Charcoal is really the essence of barbecue and there is some snobbery amongst charcoal barbecueists (Is that a word?) about those who prefer gas. And I must admit to falling into that school of thought too. Charcoal imparts a wonderful flavour into you food that gas simply can't. Charcoal cooking really doesn't need to be a dirty or messy business but I see the instant heat a gas barbecue has to offer as potentially advantageous. Certainly charcoal barbecues can appear complex if you don't know what it is all about but if you do get to know your charcoal barbecue you will cook great BBQ with that distinctive smokey flavour. Grilling really refers to the technique of placing meet over hot coals. You will learn more about that on the grilling page.

Kettle barbecues are my personal favourite. These barbecues have the ability grill food over hot charcoal but are also versatile enough to hot roast. Hot roasting a whole chicken or a pork loin produces wonderfully flavoured food which is moist and produced that all important crispy skin. Who can resist? Kettle barbecues will also let you cook low and slow. This is a wonderful cooking technique that produces food packed with flavour, is moist and is so tender it will literally break up under it's own weight. If you have ever had a pulled pork sandwich or had a hog roast and wanted to make it yourself this is the barbecue for you.

Gas

Arguably more expensive, they certainly can be, gas barbecues do offer convenience and predictability in compensation. There is also the case that they are cleaner, you're not handling charcoal after all. I do like the relatively instant nature of gas barbecues, especially on a busy day.

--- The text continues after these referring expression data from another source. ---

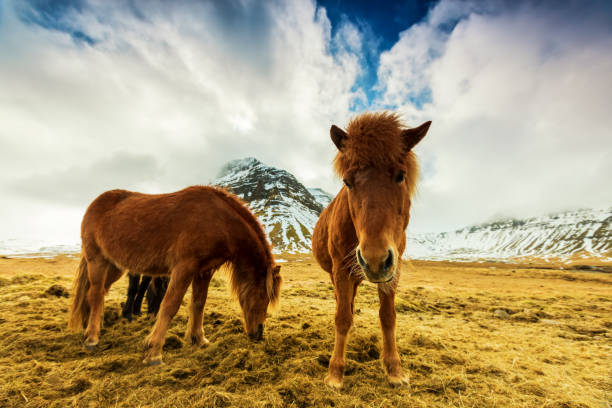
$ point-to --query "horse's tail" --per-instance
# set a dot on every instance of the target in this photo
(79, 310)
(273, 283)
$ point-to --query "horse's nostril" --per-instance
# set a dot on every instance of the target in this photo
(360, 259)
(389, 261)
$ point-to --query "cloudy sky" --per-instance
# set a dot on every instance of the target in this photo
(154, 96)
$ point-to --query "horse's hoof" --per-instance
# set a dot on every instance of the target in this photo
(199, 342)
(399, 380)
(153, 361)
(333, 382)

You can cook almost anything on a gas barbecue. Pick one with a lid and check it has a couple of burners (or more) and there is no reason not be able to grill, roast and even low and slow. Alright, you might loose the smokey flavours of low and slow, though you can still create wood smoke, but temperature control is simple.

Portable

Portable barbecues come in different styles from a simple bucket with a grill over the top, mini kettles and skottle braais which are particularly common in Southern Africa. Portable barbecues let you cook small amounts of meat quickly. If you don't have much food to cook or need to cook quickly or on the move portable barbecues are ideal. You'll need to look at what's available as you may have no desire to own a small barbecue that needs a gas bottle to be taken with it. Though in the case of a skottle braai the gas bottle forms part of the barbecue itself. I like the small charcoal grills though the skottle braai is great in the cooler months or for cooking breakfast outside.

Electric

Gaining in popularity, electric barbecues offer the clean and convenience of gas. Electricity, may or may not be a source of energy that you can utilise easily. There's always a danger of a power cut but perhaps less likely than running out of gas.

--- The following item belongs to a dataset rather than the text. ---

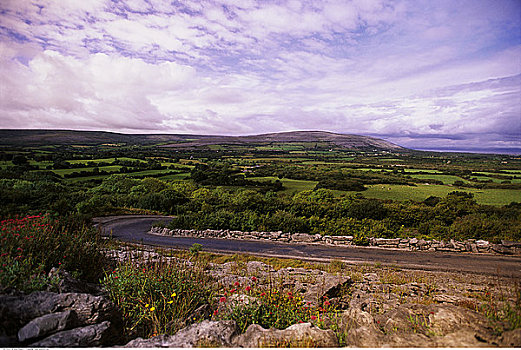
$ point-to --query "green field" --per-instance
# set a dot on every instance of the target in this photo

Pellet smokers are probably the most common form of electric barbecue. Though more synonymous with cooking low and slow, they can cook up a variety of different foods. The basic principal of a pellet smoker is that an electric element burns wood pellets that are fed to it from a hopper using an auger. Temperature control with this is very accurate and the hopper can by filled to last hours. This is great if you have a tendency to wonder off, or have to be somewhere while your food is cooking. Perhaps you want to cook a chicken or a pork shoulder, you know how long it will take and with the correct setup you can leave it do it's own devices.

An electric barbecue is capable of cooking most things. Choose carefully to make sure that it the model you are looking at really is capable of hitting the higher temperatures you need to grill. There is some conjecture that pellet smokers can not reach the optimum temperature required to cook a steak. But there is evidence to the contrary with many models.

Other types of barbecue

In the USA offset smokers are common for cooking low and slow food. In Europe these are much harder to find. Without doubt these cookers can produce great food. As they are quite bulky I don't have one. A number of manufactures, including Weber, produce upright smokers. These could probably be adapted to work like a kettle grill. These cookers are smaller than the offset and are capable of cooking huge amounts of meat at a time. If you are determined to cook low and slow and need to do it in large quantities or if the kettle barbecue technique proves more work than you want, then these are the equipment you need. However, I convert my Kettle barbecue into a smoker when I want to smoke food using my Barbecue Stacker. This sits between the kettle and the lid and makes the space I need.